My ex-spouse passed away about a week ago. We have 2 adult children. Been apart about 20 years, both remarried. At the funeral I felt totally gutted. I started thinking I made very bad decisions all those years ago, and ruined my family. My oldest son left about 15 years ago. We know he is alive but not where he is, and we have had no contact with him. I feel it is all my fault. I destroyed the family because I was unhappy.
Death and bereavement can jolt us into reassessing our lives. While you may have made poor choices in the past, there is no point in being self-critical now. Are there any lessons that you have learned from past mistakes? If yes, use these to change how you think now. If you feel that you destroyed your family back then, ask yourself what can you do now to rectify things? What are your current values? Stay conscious and mindful of your values – these are the rules according to which you need to live by. Responsibilities are tied to your values so ask yourself, what do you need to do now to help your family? If this means tracking down your son and making amends, then can you do this?

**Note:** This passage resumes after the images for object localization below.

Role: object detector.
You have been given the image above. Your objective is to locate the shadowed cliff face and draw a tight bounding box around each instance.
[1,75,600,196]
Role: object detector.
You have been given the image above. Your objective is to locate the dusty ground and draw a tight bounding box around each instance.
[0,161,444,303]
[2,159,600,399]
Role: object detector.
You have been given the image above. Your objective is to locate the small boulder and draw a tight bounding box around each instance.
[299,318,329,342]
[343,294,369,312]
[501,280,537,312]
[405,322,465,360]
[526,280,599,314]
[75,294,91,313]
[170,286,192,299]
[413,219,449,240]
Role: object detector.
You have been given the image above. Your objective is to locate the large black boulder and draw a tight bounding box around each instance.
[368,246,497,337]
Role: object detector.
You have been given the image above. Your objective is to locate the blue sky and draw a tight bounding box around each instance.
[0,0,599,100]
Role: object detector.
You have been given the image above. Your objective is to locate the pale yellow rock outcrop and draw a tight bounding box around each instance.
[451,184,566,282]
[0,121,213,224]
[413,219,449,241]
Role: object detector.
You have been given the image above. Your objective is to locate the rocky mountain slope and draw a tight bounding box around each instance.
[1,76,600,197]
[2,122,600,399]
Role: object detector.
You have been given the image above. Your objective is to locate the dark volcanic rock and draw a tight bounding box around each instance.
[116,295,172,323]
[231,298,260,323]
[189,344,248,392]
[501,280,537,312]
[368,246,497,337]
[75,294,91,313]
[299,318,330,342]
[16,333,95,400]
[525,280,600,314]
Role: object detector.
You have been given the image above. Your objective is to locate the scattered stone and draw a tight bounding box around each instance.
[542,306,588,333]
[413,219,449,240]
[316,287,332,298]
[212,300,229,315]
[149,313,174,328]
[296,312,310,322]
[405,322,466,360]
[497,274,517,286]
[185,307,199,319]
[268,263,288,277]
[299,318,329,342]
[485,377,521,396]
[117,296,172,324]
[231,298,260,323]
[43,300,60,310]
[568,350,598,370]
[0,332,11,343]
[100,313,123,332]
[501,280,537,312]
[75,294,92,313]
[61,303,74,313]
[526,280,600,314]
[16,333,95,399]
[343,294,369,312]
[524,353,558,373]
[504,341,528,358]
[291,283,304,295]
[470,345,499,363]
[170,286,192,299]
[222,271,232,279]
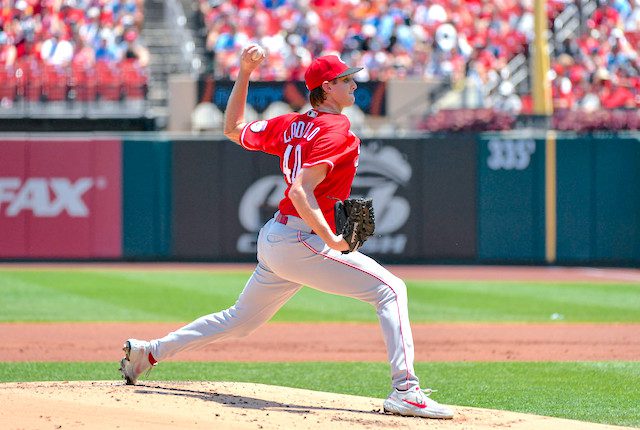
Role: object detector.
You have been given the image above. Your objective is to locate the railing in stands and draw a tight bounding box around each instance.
[164,0,201,77]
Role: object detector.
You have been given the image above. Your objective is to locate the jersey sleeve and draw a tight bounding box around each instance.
[240,114,295,155]
[302,132,350,172]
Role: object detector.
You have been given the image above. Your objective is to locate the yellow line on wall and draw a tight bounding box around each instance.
[545,130,557,263]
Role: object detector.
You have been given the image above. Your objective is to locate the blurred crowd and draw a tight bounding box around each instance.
[0,0,149,68]
[200,0,544,85]
[3,0,640,116]
[200,0,640,113]
[550,0,640,111]
[0,0,149,104]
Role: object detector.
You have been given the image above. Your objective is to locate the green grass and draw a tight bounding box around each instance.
[1,268,639,427]
[1,361,638,427]
[0,270,639,322]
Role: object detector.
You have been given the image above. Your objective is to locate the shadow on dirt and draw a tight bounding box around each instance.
[133,383,388,418]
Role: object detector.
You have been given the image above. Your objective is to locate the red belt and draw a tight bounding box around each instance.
[275,213,315,234]
[275,213,289,225]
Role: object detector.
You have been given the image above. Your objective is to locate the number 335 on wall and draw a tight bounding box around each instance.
[487,139,536,170]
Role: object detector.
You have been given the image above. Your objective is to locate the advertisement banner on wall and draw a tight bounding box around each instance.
[170,136,477,262]
[229,138,477,261]
[0,138,122,258]
[229,140,417,258]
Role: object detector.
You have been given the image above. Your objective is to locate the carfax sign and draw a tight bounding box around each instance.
[0,138,122,258]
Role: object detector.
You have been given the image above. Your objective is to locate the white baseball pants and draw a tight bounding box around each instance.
[150,214,420,390]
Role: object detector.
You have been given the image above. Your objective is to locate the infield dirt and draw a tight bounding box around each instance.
[1,381,635,430]
[2,322,640,362]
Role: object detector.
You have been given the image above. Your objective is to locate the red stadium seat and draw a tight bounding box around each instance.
[69,63,97,102]
[16,57,44,102]
[121,60,147,100]
[0,68,16,101]
[42,64,68,102]
[96,61,122,101]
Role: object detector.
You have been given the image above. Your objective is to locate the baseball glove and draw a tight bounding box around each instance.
[334,197,376,253]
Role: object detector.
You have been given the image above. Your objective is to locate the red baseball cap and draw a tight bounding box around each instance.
[304,55,363,90]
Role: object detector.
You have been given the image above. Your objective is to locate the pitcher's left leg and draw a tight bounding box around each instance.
[267,233,419,390]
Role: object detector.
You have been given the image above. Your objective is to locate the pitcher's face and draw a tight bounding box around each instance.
[327,74,357,108]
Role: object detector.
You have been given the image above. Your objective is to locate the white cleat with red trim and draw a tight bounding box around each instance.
[119,339,156,385]
[383,387,454,419]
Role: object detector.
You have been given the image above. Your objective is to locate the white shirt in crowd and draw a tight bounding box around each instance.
[40,37,74,66]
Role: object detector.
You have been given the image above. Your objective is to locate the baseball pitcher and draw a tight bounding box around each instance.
[119,45,453,420]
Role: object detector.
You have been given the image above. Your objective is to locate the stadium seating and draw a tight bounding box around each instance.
[199,0,539,84]
[3,0,640,129]
[547,1,640,114]
[0,0,148,110]
[198,0,640,122]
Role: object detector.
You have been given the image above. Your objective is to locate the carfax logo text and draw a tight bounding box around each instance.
[0,177,105,217]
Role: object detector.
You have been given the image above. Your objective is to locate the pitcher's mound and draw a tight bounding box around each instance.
[0,381,630,430]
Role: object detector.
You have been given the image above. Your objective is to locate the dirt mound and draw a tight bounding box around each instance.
[0,381,631,430]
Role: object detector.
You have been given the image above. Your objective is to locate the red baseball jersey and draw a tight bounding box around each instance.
[240,109,360,232]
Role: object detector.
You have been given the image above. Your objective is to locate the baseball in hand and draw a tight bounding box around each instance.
[251,46,265,61]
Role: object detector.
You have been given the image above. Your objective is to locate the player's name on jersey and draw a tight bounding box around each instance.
[284,121,321,144]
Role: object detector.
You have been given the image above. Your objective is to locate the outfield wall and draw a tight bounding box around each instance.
[1,132,638,265]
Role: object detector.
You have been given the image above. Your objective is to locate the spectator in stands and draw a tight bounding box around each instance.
[79,7,102,47]
[0,31,17,67]
[72,33,95,69]
[121,0,143,30]
[591,0,622,28]
[625,0,640,29]
[611,0,632,21]
[427,22,467,82]
[215,23,242,52]
[553,76,577,110]
[94,30,119,62]
[597,70,636,108]
[40,30,74,67]
[120,28,149,67]
[492,80,523,113]
[605,29,637,73]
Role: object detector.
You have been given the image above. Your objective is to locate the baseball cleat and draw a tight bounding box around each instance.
[119,339,156,385]
[383,386,453,419]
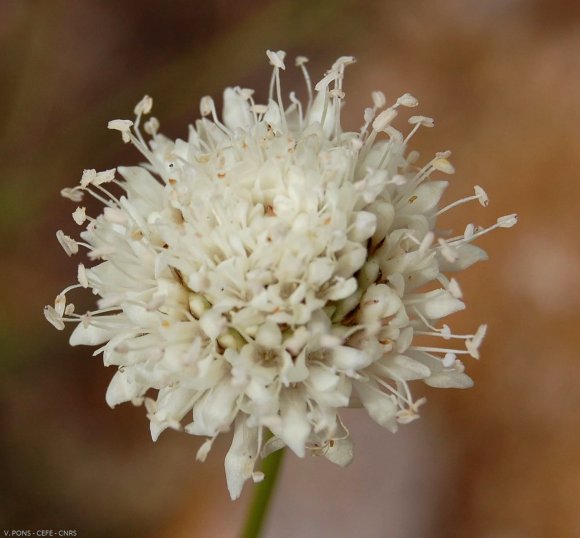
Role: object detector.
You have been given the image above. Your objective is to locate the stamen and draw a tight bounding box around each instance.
[108,119,133,143]
[464,223,475,240]
[94,183,121,205]
[404,115,434,146]
[61,187,84,202]
[329,56,355,140]
[372,91,386,109]
[432,154,455,174]
[448,214,518,247]
[43,305,65,330]
[134,95,153,120]
[419,231,435,253]
[435,186,488,216]
[411,345,473,356]
[83,187,117,208]
[144,117,160,136]
[373,376,413,407]
[372,108,398,132]
[55,294,66,316]
[60,283,83,297]
[437,238,458,262]
[396,93,419,108]
[56,230,79,256]
[288,92,303,131]
[442,352,456,367]
[376,132,400,170]
[295,56,313,111]
[474,185,489,206]
[200,96,232,138]
[78,264,89,287]
[72,207,87,225]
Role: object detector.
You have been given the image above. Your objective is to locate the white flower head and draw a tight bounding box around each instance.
[46,51,516,500]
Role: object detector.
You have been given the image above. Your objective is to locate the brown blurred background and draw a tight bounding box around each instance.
[1,0,579,537]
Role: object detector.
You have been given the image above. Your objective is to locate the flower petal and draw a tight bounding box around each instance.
[224,417,259,500]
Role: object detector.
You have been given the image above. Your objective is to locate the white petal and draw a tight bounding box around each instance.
[355,381,397,431]
[260,435,286,459]
[360,284,401,324]
[123,304,159,329]
[307,257,335,287]
[224,417,259,500]
[106,369,142,408]
[395,326,414,353]
[399,181,448,214]
[368,201,395,247]
[255,321,282,347]
[222,87,253,130]
[263,100,283,131]
[69,322,112,346]
[437,244,488,271]
[332,346,373,372]
[308,366,340,392]
[281,350,309,384]
[187,382,240,436]
[324,437,354,467]
[412,290,465,320]
[305,90,335,136]
[349,211,377,243]
[424,371,474,389]
[199,309,226,340]
[274,394,310,457]
[410,350,475,389]
[117,166,164,210]
[379,354,431,381]
[335,245,367,278]
[324,277,357,301]
[151,387,196,440]
[196,437,215,462]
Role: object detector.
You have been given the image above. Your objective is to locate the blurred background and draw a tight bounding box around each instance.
[1,0,579,536]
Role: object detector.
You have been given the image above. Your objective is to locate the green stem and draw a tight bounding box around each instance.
[241,448,286,538]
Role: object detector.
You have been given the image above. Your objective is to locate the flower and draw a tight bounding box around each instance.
[45,50,516,499]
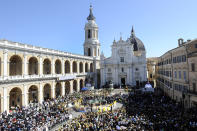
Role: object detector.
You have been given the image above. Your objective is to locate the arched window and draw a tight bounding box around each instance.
[80,62,83,73]
[55,59,62,74]
[80,79,84,90]
[85,63,88,72]
[9,55,22,76]
[88,29,91,38]
[43,59,51,74]
[43,84,51,100]
[90,63,93,72]
[65,61,70,73]
[28,57,38,75]
[88,48,91,56]
[73,80,77,92]
[73,61,77,73]
[9,87,22,108]
[29,85,38,103]
[55,83,62,98]
[65,81,70,94]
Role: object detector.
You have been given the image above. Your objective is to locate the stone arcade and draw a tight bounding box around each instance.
[0,5,100,113]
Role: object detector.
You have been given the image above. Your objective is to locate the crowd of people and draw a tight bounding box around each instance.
[126,92,197,130]
[1,89,197,130]
[0,95,77,130]
[0,90,123,131]
[59,90,197,131]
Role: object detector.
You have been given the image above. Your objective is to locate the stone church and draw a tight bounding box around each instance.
[100,27,147,87]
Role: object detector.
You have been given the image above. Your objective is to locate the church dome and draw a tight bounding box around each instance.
[130,27,145,51]
[131,37,145,51]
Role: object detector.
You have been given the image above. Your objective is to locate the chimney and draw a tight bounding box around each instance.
[178,38,184,46]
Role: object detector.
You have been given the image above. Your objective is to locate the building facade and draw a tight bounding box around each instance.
[156,38,197,108]
[0,5,100,113]
[100,27,147,87]
[147,57,159,87]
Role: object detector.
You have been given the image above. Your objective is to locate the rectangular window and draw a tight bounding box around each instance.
[195,44,197,48]
[174,71,177,78]
[182,55,186,62]
[120,57,124,62]
[121,67,124,72]
[169,59,171,64]
[108,68,111,72]
[179,71,181,79]
[192,63,195,72]
[183,71,186,80]
[173,57,177,63]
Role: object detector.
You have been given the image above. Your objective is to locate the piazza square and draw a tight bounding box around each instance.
[0,1,197,130]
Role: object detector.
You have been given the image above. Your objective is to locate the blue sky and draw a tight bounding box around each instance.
[0,0,196,57]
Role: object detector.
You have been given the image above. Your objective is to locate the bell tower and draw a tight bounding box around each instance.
[84,5,100,59]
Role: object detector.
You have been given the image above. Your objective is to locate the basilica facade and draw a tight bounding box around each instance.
[100,27,147,87]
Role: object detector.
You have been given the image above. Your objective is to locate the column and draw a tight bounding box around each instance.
[88,63,90,72]
[70,80,73,94]
[61,82,65,96]
[77,61,80,74]
[24,53,28,77]
[52,57,55,75]
[77,79,80,92]
[23,85,28,106]
[39,83,43,103]
[3,87,8,112]
[52,81,55,98]
[3,49,8,79]
[39,56,43,76]
[83,62,85,74]
[62,59,65,75]
[70,60,73,74]
[96,46,98,57]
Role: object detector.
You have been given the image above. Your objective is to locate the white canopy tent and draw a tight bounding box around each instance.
[142,83,154,92]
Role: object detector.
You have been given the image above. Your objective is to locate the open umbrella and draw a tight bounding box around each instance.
[81,87,89,91]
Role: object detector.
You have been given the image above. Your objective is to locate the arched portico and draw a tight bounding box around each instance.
[85,78,88,85]
[55,82,62,98]
[73,80,77,92]
[9,87,22,108]
[9,55,22,76]
[80,62,83,73]
[55,59,62,74]
[80,79,84,90]
[28,57,38,75]
[43,59,51,74]
[65,60,70,74]
[73,61,77,73]
[85,63,88,72]
[43,84,51,100]
[28,85,38,103]
[90,63,93,72]
[65,81,70,94]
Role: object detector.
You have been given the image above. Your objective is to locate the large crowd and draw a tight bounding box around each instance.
[0,95,76,130]
[60,90,197,131]
[126,92,197,130]
[1,89,197,131]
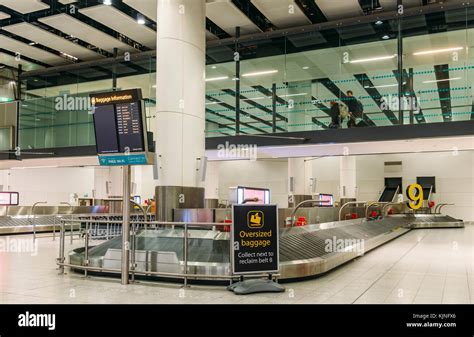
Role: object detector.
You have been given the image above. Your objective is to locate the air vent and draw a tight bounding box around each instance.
[384,161,402,173]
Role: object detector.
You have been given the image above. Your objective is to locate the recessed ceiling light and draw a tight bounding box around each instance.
[137,17,146,25]
[28,41,36,46]
[103,0,112,5]
[242,70,278,77]
[375,20,383,25]
[211,66,217,69]
[382,35,390,40]
[302,66,310,70]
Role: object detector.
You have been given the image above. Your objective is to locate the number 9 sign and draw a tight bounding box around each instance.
[406,183,423,210]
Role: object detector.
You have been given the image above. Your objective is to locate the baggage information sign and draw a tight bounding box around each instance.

Don’t look back on your life with regret. If you were unhappy in the past, then you acted the way you did for reasons which made sense then. Stay self-compassionate; part of self-compassion is acknowledging our mistakes and using them to change ourselves. And be forgiving – this means letting go of self-blame and giving yourself permission to move forward positively. You can change a bad situation into a good one by thinking differently about it. You can live the rest of your life, aligned with personal values that give meaning and purpose to your life. You can live in a deliberate way, choosing thoughts and actions which result in peace.